Puntualizzazione che evoca in modo implicito il rilevo costituzionale dello stesso Consiglio nazionale forense, titolare anche delle funzioni giurisdizionali di secondo grado in ambito disciplinare e, appunto, deontologico. La scelta di inserire all’articolo 111 la norma sugli avvocati non riguarda solo l’ordinata sintassi costituzionale, ma anche il senso politico della riforma: richiamare esplicitamente il rilievo del difensore, lì dove ne è già sancita la condizione processuale di parità col magistrato dell’accusa, è anche un modo per bilanciare, con una plastica analogia, il maggior peso che proprio la magistratura requirente acquisirebbe con la separazione delle carriere.

Il divorzio tra giudici e pubblici ministeri comporterà l’istituzione di un Csm riservato solo a questi ultimi. E visto che il guardasigilli ha più volte garantito che mai e poi mai si arriverà dalle carriere separate al pm assoggettato all’Esecutivo, questo governo autonomo dei magistrati dell’accusa affrancherà, sì, i colleghi giudicanti dalla “subordinazione politica” di cui soffrono nell’attuale Csm unico, ma conferirà d’altro canto ai pm un peso ordinamentale dalle conseguenze non del tutto prevedibili.

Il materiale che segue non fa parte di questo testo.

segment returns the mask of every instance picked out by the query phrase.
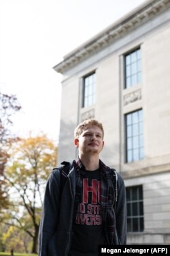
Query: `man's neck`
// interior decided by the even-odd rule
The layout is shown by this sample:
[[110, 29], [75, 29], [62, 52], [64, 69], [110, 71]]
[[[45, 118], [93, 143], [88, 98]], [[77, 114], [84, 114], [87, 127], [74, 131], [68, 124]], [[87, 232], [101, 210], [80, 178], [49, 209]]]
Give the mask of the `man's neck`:
[[95, 171], [99, 168], [99, 156], [79, 156], [82, 164], [88, 171]]

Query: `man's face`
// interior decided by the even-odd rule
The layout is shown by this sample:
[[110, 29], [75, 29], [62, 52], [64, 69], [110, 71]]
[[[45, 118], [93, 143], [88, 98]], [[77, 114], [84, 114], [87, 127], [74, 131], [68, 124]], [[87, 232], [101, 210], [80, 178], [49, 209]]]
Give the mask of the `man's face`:
[[85, 128], [79, 138], [75, 139], [75, 145], [78, 147], [82, 154], [99, 154], [104, 145], [103, 137], [103, 132], [99, 127], [89, 126]]

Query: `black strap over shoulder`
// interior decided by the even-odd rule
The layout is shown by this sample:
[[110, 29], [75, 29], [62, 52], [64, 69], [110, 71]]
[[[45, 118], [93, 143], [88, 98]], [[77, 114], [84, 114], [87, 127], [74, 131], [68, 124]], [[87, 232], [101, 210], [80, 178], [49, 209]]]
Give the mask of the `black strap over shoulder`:
[[116, 210], [116, 202], [118, 201], [118, 173], [114, 169], [109, 169], [110, 177], [114, 187], [115, 190], [115, 202], [114, 202], [114, 209]]

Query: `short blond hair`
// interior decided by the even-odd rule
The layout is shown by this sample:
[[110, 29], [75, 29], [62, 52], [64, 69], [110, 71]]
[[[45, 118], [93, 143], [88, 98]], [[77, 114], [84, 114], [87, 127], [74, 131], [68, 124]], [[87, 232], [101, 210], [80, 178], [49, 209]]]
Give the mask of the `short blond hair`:
[[80, 123], [74, 130], [74, 138], [78, 138], [88, 126], [97, 126], [101, 130], [103, 138], [104, 129], [103, 127], [103, 124], [100, 123], [99, 121], [95, 120], [95, 119], [88, 119]]

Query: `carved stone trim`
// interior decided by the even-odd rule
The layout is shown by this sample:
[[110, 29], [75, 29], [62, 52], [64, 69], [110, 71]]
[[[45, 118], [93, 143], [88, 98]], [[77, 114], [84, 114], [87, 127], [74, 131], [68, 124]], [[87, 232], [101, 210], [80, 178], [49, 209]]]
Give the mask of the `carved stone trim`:
[[118, 40], [143, 23], [150, 20], [153, 16], [156, 16], [160, 12], [167, 10], [169, 5], [169, 0], [146, 1], [143, 5], [139, 5], [138, 9], [131, 12], [105, 31], [67, 55], [64, 60], [53, 68], [55, 71], [63, 74], [66, 70], [91, 55], [97, 50], [102, 49], [110, 42]]
[[126, 94], [123, 97], [124, 106], [141, 99], [141, 89], [139, 89], [135, 91]]
[[90, 109], [88, 111], [84, 112], [82, 114], [81, 120], [82, 122], [85, 121], [90, 118], [95, 117], [95, 109]]

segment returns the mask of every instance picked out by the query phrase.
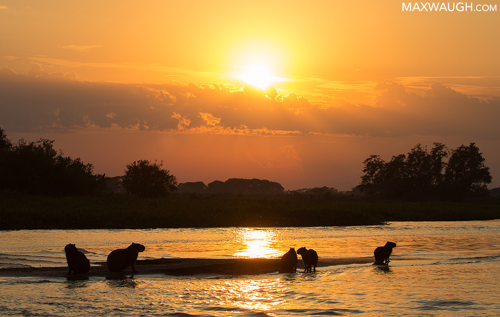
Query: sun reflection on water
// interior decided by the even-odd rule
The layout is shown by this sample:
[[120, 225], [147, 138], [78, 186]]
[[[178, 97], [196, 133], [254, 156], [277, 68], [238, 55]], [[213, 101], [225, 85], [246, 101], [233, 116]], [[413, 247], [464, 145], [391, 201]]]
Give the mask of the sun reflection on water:
[[238, 229], [238, 239], [243, 245], [234, 256], [239, 258], [274, 258], [282, 252], [273, 247], [278, 239], [272, 230], [244, 228]]
[[216, 299], [212, 304], [220, 307], [262, 312], [282, 309], [288, 304], [284, 299], [288, 288], [279, 279], [226, 281], [212, 287], [211, 292]]

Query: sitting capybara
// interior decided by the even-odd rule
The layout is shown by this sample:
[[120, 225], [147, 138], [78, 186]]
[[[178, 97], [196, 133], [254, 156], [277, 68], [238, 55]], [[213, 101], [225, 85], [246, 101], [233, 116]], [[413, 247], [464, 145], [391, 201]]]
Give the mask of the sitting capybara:
[[128, 267], [132, 272], [138, 273], [134, 267], [139, 252], [142, 252], [146, 247], [138, 243], [132, 243], [126, 249], [119, 249], [111, 252], [108, 256], [108, 269], [112, 272], [121, 272]]
[[70, 268], [70, 274], [71, 274], [71, 271], [75, 274], [88, 273], [90, 269], [90, 262], [84, 254], [78, 251], [74, 244], [70, 243], [66, 245], [64, 251], [66, 253], [66, 261]]
[[290, 248], [280, 260], [280, 273], [294, 273], [297, 272], [297, 253]]
[[396, 244], [388, 241], [384, 247], [378, 247], [374, 251], [375, 257], [374, 264], [388, 264], [389, 256], [392, 252], [392, 248], [396, 247]]
[[[312, 249], [308, 250], [305, 247], [302, 247], [297, 250], [297, 254], [300, 254], [302, 257], [302, 262], [304, 263], [305, 270], [304, 272], [310, 272], [312, 270], [316, 272], [316, 266], [318, 265], [318, 253]], [[312, 269], [312, 267], [314, 269]]]

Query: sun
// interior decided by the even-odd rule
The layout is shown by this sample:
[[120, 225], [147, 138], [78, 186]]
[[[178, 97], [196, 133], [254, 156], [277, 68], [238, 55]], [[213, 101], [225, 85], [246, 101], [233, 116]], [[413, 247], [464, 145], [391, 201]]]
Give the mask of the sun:
[[246, 71], [242, 75], [242, 79], [252, 86], [264, 89], [272, 81], [273, 77], [268, 68], [263, 66], [245, 66], [244, 68]]

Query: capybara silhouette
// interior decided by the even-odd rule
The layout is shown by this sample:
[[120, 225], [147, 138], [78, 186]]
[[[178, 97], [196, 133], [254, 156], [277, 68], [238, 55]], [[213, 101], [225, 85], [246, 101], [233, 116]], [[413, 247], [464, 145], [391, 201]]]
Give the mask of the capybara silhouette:
[[136, 260], [139, 252], [142, 252], [146, 247], [138, 243], [132, 243], [126, 249], [114, 250], [108, 256], [108, 269], [111, 272], [121, 272], [128, 267], [132, 268], [132, 272], [137, 273], [136, 270]]
[[290, 248], [280, 260], [280, 273], [294, 273], [297, 272], [297, 253], [295, 249]]
[[70, 243], [66, 245], [64, 247], [64, 252], [66, 253], [66, 261], [70, 268], [70, 274], [71, 274], [71, 271], [75, 274], [88, 273], [90, 269], [90, 262], [84, 254], [78, 251], [74, 244]]
[[[316, 266], [318, 265], [318, 253], [312, 249], [308, 250], [304, 247], [297, 250], [297, 254], [302, 257], [302, 262], [304, 263], [305, 270], [304, 272], [310, 272], [314, 270], [316, 272]], [[314, 269], [312, 267], [314, 267]]]
[[384, 247], [377, 247], [374, 251], [374, 264], [388, 264], [389, 256], [392, 252], [392, 248], [396, 247], [396, 244], [390, 241], [388, 241]]

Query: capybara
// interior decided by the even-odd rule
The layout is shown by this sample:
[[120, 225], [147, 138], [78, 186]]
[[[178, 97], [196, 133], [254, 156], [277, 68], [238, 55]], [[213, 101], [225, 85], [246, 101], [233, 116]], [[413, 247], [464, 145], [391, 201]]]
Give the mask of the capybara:
[[[312, 249], [308, 250], [302, 247], [297, 250], [297, 254], [302, 257], [302, 262], [304, 263], [304, 272], [310, 272], [312, 270], [316, 272], [316, 266], [318, 265], [318, 253]], [[314, 269], [312, 268], [314, 267]]]
[[280, 260], [280, 273], [294, 273], [297, 272], [297, 253], [290, 248]]
[[388, 241], [384, 247], [378, 247], [374, 251], [374, 264], [388, 264], [389, 256], [392, 252], [392, 248], [396, 247], [396, 244], [390, 241]]
[[75, 274], [88, 273], [90, 269], [90, 262], [84, 254], [78, 251], [74, 244], [70, 243], [66, 245], [64, 247], [64, 252], [66, 253], [66, 261], [70, 268], [70, 274], [71, 274], [71, 271]]
[[132, 272], [136, 271], [136, 260], [139, 252], [142, 252], [146, 247], [138, 243], [132, 243], [126, 249], [119, 249], [111, 252], [108, 256], [108, 269], [112, 272], [121, 272], [128, 267], [132, 268]]

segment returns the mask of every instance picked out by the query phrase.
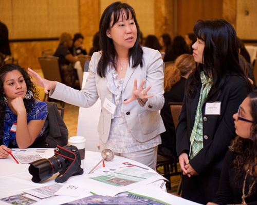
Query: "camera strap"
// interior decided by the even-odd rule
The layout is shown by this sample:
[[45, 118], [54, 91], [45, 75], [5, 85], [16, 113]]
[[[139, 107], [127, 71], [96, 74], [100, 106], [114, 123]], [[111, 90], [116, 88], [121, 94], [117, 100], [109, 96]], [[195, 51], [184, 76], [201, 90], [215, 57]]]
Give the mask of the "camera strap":
[[[60, 172], [60, 174], [54, 179], [57, 182], [63, 183], [66, 181], [70, 176], [72, 176], [78, 169], [81, 168], [80, 168], [80, 165], [79, 164], [76, 155], [72, 152], [64, 149], [59, 145], [57, 145], [57, 147], [54, 152], [55, 154], [66, 158], [68, 160], [69, 160], [69, 162], [70, 162], [69, 164], [70, 165], [69, 166], [68, 169], [64, 171]], [[83, 174], [83, 169], [82, 170], [82, 173], [80, 174]]]

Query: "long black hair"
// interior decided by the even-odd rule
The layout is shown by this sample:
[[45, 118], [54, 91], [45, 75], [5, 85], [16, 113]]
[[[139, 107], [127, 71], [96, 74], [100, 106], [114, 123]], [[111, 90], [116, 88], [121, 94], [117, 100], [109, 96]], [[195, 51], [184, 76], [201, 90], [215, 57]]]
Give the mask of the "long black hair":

L’avvocato in Costituzione serve insomma anche a bilanciare questo possibile squilibrio. E rappresenta indirettamente una risposta a quanto dichiarato stamattina a SkyTg24 dal presidente dell’Anm Giuseppe Santalucia: «Un pubblico ministero separato sarà un pubblico ministero più forte di come è oggi: se preoccupa la concentrazione del potere in mano ai pm, questo potere ci sarà ancora di più, e si porrà il tema del controllo politico. Oggi, sui 30 componenti del Csm, i pm sono 5, domani saranno un’assoluta maggioranza, secondo quanto ci ha detto il ministro». Con la separazione delle carriere, dunque, «il pm avrà un potere enorme e sarà un problema di cui la politica si accorgerà». Sono considerazioni che attestano, per l’Anm, una rimodulazione della strategia: si evoca in modo solo vago il rischio di un pm che scivoli sotto il controllo dell’Esecutivo e si paventa piuttosto l’immediata deriva verso un “pm-monstre”.

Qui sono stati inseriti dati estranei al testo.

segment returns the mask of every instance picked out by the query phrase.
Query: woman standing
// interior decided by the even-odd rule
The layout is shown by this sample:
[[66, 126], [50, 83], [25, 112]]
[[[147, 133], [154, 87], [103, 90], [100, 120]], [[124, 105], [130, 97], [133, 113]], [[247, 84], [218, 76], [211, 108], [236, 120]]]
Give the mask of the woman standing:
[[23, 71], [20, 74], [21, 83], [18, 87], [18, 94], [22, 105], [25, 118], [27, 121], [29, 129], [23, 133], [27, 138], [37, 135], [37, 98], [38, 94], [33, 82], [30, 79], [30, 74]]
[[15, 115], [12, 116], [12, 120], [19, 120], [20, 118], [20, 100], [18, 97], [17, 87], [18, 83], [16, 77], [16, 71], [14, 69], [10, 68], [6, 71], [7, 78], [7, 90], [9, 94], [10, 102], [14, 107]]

Poco fa intanto il guardasigilli, nel question time alla Camera, sollecitato da un’interrogazione di Davide Faraone di Italia viva, è tornato sui tempi della riforma: «La presidente Meloni lo ha detto ieri in conferenza stampa: il ddl arriverà nei prossimi giorni. Quindi nei prossimi giorni voi vedrete la presentazione al Consiglio dei ministri del disegno di legge sulla separazione delle carriere, che conterrà anche importanti riforme sulla composizione e il criterio di elezione del Consiglio superiore della magistratura, oltre ad altri principi che sono, ripeto, consustanziali al giusto processo e al sistema accusatorio». Riferimento chiaro, quest’ultimo, all’avvocato in Costituzione.

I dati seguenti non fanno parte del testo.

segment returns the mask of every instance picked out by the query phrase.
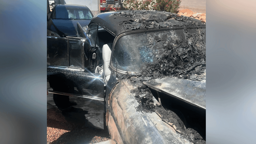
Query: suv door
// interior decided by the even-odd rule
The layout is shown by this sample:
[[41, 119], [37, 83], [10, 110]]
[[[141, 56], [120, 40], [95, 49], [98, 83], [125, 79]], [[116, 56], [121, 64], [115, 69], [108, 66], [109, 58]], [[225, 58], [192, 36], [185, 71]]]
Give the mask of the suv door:
[[47, 41], [47, 90], [55, 104], [67, 120], [103, 129], [103, 82], [85, 67], [88, 40], [48, 37]]

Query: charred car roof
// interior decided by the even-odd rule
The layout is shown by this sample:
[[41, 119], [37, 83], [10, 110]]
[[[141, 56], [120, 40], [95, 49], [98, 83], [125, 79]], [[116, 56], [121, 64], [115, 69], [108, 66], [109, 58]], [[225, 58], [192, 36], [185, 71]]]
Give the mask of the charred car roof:
[[135, 30], [177, 28], [180, 27], [205, 28], [201, 20], [164, 12], [148, 10], [124, 10], [102, 13], [91, 20], [118, 36]]

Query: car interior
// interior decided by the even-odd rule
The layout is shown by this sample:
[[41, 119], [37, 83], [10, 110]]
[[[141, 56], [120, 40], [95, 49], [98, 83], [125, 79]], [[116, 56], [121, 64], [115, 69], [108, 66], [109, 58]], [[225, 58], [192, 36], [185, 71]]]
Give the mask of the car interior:
[[[98, 30], [96, 43], [102, 52], [102, 60], [101, 56], [100, 56], [100, 59], [97, 62], [97, 67], [95, 72], [101, 73], [100, 70], [103, 70], [102, 77], [106, 85], [111, 73], [111, 71], [109, 68], [109, 65], [110, 62], [113, 42], [115, 38], [115, 36], [103, 28], [99, 28]], [[101, 54], [101, 53], [100, 54]]]

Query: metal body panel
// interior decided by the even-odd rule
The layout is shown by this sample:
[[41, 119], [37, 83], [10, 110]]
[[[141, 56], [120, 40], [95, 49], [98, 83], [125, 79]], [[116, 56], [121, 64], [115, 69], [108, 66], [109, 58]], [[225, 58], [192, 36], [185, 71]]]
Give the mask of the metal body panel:
[[[156, 114], [136, 111], [135, 108], [138, 103], [130, 92], [135, 88], [134, 85], [143, 84], [139, 82], [135, 82], [140, 84], [135, 85], [126, 79], [120, 80], [108, 100], [111, 116], [108, 115], [107, 117], [113, 117], [115, 119], [117, 128], [121, 131], [119, 136], [123, 143], [192, 143], [186, 139], [180, 137], [173, 128], [170, 128], [169, 126], [160, 120], [161, 118]], [[108, 119], [108, 125], [113, 125], [113, 120], [111, 119]], [[114, 130], [110, 129], [109, 130], [112, 138], [118, 137], [117, 134], [115, 134], [116, 131]]]
[[206, 109], [205, 82], [166, 77], [143, 83], [155, 90]]
[[[58, 78], [55, 76], [58, 76]], [[70, 86], [74, 86], [75, 88], [73, 91], [70, 91], [70, 93], [103, 98], [104, 82], [99, 74], [47, 68], [47, 79], [50, 81], [56, 79], [59, 80], [61, 78], [68, 81], [65, 84], [68, 84]], [[58, 82], [54, 82], [57, 84]], [[60, 91], [58, 92], [65, 92]]]
[[74, 110], [63, 114], [67, 120], [104, 129], [104, 87], [101, 76], [49, 67], [47, 72], [50, 86], [48, 90], [49, 93], [54, 94], [56, 106], [56, 102], [66, 103], [67, 101], [77, 104], [72, 106]]
[[[201, 23], [201, 20], [189, 18], [191, 22], [188, 23], [186, 21], [185, 18], [180, 20], [181, 17], [177, 17], [177, 15], [167, 12], [149, 10], [108, 12], [98, 14], [92, 19], [90, 23], [98, 24], [115, 36], [138, 30], [164, 28], [171, 29], [176, 27], [205, 26], [205, 24]], [[152, 24], [152, 21], [154, 24]], [[146, 26], [147, 25], [150, 27]]]

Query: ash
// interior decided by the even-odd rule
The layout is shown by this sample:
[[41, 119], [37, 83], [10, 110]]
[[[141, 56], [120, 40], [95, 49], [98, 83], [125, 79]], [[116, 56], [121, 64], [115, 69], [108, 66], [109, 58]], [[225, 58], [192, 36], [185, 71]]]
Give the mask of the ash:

La data, secondo fonti di Palazzo Chigi, dovrebbe essere quella del 29 maggio. Nordio ha anche annunciato che pure la sua riforma “ordinaria”, il ddl penale, «arriverà qui nei prossimi giorni» e conterrà «le nuove regole sul sistema della emanazione della custodia cautelare, devoluta a un giudice collegiale, e sull’interrogatorio di garanzia, che dovrà precedere l’emissione della stessa ordinanza», concludendo quindi che a breve la Camera dovrebbe «calendarizzare e, speriamo, anche approvare in termini molto rapidi» pure il ddl penale.
Sul clima generatosi attorno alle riforme costituzionali, inclusa quella della giustizia, oggi è intervenuto invece il sottosegretario alla Presidenza Alfredo Mantovano: «Di fronte alla gravità delle crisi in atto, leggo e ascolto allarmi sulla tenuta dello Stato di diritto in Europa, e in particolare in Italia, solo perché proponiamo la separazione delle carriere. Allargo le braccia: mi chiedo se in questo contesto tragico, la replica di fronte a questi allarmi non sia l’indicazione di qualche bravo psicologo».